EU may claw back €300m over Budapest metro fraud

The European Commission’s anti-fraud office has recommended that Hungary repay €300m to the EU after it uncovered "serious irregularities" in the construction of a metro line in Budapest.

The office, which goes by the acronym Olaf, identified issues with the €1.7bn M4 metro line that runs northeast to southwest and connects the centres of Buda and Pest.

According to documents seen by the Politico website, Olaf is recommending that the commission’s directorate responsible for regional and urban policy reclaim €228m and that the European Investment Bank (EIB) be repaid €55m.

Florian Szaloki, Hungary’s deputy state secretary for transport issues, told Politico that the authorities in Budapest had received Olaf’s 104-page report but said it would take months before any decision on repayment was taken.

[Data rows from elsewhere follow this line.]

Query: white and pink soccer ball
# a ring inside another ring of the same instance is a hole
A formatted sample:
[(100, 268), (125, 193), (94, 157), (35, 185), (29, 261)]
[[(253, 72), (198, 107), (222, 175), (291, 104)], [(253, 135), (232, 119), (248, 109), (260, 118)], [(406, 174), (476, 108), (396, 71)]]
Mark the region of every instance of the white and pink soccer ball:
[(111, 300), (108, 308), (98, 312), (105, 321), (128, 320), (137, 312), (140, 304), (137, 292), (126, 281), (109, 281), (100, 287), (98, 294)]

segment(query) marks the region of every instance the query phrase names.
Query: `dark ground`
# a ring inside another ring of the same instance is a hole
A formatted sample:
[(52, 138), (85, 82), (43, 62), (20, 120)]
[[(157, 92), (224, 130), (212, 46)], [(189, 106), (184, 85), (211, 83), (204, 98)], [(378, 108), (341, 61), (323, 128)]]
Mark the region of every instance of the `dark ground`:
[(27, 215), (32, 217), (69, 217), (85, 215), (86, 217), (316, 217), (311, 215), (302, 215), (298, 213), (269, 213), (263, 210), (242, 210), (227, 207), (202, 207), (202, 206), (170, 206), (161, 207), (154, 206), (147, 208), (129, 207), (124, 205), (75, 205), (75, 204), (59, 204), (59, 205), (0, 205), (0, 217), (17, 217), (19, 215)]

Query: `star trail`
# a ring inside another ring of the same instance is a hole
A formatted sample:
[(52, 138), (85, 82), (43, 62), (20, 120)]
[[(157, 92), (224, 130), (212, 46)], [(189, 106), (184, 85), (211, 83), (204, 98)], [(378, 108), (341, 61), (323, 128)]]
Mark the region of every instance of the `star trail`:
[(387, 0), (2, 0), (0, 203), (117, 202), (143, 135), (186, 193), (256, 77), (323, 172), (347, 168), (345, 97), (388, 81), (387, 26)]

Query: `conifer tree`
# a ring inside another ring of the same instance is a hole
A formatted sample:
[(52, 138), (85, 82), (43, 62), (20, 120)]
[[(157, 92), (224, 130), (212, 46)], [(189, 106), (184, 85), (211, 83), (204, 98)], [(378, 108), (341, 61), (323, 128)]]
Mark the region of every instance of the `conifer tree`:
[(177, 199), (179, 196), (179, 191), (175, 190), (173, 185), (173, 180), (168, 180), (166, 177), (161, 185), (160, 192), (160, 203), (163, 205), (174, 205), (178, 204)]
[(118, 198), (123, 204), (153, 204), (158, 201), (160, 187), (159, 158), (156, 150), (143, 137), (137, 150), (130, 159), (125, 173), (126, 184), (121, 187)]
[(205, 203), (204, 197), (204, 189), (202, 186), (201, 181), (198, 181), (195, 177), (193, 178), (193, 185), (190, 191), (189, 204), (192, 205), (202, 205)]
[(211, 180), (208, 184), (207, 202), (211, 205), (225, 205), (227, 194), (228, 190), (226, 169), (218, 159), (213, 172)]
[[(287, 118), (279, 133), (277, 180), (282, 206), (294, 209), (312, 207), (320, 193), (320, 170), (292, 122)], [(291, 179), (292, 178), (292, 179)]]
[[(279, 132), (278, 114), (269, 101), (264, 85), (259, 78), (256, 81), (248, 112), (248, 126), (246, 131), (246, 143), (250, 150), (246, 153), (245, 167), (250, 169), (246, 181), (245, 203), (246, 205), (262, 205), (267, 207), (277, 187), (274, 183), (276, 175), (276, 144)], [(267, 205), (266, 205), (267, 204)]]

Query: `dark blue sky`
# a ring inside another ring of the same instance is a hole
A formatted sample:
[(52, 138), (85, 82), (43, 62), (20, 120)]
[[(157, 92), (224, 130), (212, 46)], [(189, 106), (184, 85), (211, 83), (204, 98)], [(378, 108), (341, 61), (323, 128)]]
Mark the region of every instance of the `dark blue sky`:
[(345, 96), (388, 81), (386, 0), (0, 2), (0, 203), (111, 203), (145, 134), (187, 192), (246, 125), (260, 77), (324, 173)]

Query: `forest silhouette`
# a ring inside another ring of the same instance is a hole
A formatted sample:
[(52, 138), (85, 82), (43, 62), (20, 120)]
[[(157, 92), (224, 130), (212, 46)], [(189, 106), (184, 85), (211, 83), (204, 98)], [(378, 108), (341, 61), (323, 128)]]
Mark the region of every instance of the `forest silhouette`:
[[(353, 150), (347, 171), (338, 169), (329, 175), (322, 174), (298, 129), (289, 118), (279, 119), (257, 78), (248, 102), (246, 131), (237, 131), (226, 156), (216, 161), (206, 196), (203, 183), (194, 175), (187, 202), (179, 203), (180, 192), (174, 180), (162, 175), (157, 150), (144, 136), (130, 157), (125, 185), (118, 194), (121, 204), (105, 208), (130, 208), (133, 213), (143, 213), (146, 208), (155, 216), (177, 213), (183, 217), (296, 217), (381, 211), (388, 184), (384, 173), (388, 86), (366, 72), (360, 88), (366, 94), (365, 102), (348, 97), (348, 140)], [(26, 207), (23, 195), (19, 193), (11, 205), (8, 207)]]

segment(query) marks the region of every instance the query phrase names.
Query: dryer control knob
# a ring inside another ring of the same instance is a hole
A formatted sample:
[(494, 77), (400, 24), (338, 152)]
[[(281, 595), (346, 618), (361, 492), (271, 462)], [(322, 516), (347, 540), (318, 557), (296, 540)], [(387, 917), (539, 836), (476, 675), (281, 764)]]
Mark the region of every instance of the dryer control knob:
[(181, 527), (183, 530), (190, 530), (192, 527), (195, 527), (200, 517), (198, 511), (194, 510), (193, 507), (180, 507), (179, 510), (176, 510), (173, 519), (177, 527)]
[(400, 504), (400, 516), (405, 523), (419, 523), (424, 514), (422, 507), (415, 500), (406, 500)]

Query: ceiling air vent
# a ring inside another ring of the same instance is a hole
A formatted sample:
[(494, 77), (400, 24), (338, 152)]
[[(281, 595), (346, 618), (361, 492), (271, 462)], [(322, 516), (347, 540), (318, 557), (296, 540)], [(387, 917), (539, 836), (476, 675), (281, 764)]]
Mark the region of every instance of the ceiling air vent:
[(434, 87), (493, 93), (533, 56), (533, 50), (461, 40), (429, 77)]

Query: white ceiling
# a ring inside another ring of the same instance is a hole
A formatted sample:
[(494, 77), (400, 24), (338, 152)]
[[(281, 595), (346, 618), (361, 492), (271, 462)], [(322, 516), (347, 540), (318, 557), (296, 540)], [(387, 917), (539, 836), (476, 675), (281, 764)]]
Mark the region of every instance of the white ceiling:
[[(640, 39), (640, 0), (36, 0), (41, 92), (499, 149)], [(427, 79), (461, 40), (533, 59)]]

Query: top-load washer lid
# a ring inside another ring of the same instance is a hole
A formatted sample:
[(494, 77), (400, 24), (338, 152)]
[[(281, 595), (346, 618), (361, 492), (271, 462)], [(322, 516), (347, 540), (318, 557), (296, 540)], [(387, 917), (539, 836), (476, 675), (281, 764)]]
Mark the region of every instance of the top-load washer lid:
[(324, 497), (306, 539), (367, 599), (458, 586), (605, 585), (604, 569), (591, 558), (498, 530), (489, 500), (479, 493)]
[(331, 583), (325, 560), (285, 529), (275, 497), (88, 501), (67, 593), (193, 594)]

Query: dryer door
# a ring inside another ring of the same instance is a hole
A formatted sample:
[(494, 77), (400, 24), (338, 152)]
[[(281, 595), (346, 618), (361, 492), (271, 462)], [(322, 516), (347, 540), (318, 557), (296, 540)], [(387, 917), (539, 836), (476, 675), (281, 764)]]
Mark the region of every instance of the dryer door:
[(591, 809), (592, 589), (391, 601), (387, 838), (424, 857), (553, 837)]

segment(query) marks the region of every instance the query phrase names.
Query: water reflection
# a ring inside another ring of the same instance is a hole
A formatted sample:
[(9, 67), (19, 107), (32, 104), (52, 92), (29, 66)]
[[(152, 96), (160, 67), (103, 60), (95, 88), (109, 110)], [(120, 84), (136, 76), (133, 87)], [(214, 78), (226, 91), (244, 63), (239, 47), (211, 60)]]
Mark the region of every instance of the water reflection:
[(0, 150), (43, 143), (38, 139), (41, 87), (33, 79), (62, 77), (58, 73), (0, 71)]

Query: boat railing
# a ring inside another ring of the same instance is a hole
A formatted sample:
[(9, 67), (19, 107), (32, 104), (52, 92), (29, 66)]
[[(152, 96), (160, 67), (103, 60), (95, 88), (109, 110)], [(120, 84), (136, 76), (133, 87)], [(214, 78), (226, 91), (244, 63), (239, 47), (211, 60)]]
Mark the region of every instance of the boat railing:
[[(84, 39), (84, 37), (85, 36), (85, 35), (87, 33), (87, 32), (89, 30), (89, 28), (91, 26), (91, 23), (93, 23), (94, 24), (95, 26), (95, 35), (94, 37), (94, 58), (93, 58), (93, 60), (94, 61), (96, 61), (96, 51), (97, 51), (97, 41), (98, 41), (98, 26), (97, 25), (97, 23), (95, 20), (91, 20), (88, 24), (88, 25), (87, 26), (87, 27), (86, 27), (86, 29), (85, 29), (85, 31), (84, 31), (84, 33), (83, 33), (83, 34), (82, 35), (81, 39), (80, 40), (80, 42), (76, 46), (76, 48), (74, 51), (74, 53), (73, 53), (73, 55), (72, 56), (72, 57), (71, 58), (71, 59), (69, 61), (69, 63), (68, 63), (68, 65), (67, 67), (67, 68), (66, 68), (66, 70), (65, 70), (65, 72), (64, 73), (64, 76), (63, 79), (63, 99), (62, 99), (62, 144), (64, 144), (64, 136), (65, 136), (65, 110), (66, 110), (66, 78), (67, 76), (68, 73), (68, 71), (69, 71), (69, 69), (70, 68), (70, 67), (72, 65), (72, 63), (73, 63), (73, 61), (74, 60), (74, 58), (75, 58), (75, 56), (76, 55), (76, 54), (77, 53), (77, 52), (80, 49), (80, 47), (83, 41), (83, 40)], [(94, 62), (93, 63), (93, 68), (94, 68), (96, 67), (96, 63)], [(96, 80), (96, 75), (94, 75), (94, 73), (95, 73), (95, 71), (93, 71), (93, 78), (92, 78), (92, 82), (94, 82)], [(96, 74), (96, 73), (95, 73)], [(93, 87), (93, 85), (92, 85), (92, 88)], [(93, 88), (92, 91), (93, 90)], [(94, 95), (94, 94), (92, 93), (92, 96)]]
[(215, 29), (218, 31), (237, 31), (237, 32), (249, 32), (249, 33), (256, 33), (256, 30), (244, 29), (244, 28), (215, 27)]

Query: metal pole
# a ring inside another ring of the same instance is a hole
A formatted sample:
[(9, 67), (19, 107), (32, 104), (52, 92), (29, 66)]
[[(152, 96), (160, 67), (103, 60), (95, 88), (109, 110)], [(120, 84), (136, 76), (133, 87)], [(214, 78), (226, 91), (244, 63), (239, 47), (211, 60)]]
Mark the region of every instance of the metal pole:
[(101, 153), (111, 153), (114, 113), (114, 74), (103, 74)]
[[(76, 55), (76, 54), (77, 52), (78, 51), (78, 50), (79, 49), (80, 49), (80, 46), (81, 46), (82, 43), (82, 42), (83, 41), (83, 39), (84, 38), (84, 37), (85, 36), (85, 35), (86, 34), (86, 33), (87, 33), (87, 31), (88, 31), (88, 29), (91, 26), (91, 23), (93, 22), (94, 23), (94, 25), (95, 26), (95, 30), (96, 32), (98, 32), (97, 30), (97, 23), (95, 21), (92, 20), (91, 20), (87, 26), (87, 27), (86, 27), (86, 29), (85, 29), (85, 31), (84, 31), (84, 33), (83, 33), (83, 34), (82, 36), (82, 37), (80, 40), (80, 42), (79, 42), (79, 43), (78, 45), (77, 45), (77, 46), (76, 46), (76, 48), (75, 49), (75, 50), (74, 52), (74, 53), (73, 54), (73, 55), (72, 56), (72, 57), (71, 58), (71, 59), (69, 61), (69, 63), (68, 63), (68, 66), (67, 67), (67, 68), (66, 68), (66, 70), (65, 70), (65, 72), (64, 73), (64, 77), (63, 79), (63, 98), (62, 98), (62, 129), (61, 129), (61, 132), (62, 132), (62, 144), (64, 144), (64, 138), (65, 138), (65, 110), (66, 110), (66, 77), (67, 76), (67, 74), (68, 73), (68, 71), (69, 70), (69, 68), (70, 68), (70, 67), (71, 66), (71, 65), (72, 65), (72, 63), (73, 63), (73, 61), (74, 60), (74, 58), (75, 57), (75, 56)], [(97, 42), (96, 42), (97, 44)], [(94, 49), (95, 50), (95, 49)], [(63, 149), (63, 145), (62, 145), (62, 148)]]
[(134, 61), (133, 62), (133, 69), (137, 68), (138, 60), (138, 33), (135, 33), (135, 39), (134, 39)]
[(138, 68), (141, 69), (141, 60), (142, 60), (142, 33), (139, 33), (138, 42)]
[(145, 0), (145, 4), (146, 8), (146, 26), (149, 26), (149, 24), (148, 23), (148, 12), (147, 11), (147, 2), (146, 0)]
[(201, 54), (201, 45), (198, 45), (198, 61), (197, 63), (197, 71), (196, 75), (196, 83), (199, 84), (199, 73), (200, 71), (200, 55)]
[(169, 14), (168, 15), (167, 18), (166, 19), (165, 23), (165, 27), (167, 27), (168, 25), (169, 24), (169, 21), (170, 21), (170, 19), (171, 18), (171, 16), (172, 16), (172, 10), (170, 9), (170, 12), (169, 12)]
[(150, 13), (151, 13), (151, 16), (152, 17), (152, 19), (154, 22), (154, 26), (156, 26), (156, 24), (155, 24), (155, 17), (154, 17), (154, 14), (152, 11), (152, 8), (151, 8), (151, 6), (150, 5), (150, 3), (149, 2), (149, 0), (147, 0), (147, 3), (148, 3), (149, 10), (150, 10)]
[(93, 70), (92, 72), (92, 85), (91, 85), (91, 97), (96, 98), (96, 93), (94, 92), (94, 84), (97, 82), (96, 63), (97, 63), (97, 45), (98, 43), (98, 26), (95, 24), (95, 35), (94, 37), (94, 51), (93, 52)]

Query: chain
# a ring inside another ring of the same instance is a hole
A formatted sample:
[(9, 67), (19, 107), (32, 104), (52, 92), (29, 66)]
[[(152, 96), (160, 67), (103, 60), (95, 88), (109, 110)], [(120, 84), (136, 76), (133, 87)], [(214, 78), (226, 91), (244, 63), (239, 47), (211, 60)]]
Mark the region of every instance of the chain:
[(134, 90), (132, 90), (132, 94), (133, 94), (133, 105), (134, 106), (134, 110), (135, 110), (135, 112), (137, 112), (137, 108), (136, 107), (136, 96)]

The EIB said it is considering how to respond to the recommendations from Olaf, and that in the past it has requested repayment of loans when corruption had been uncovered.

Problems have dogged the construction of Budapest’s metro system. The "Green Line" project was opened in March 2014 after a 10-year construction period marked by what one Hungarian newspaper described as "endless failed deadlines and allegations of corruption" as well as a legal battle with train supplier Alstom.

Second and third stage extensions of the line remain undeveloped.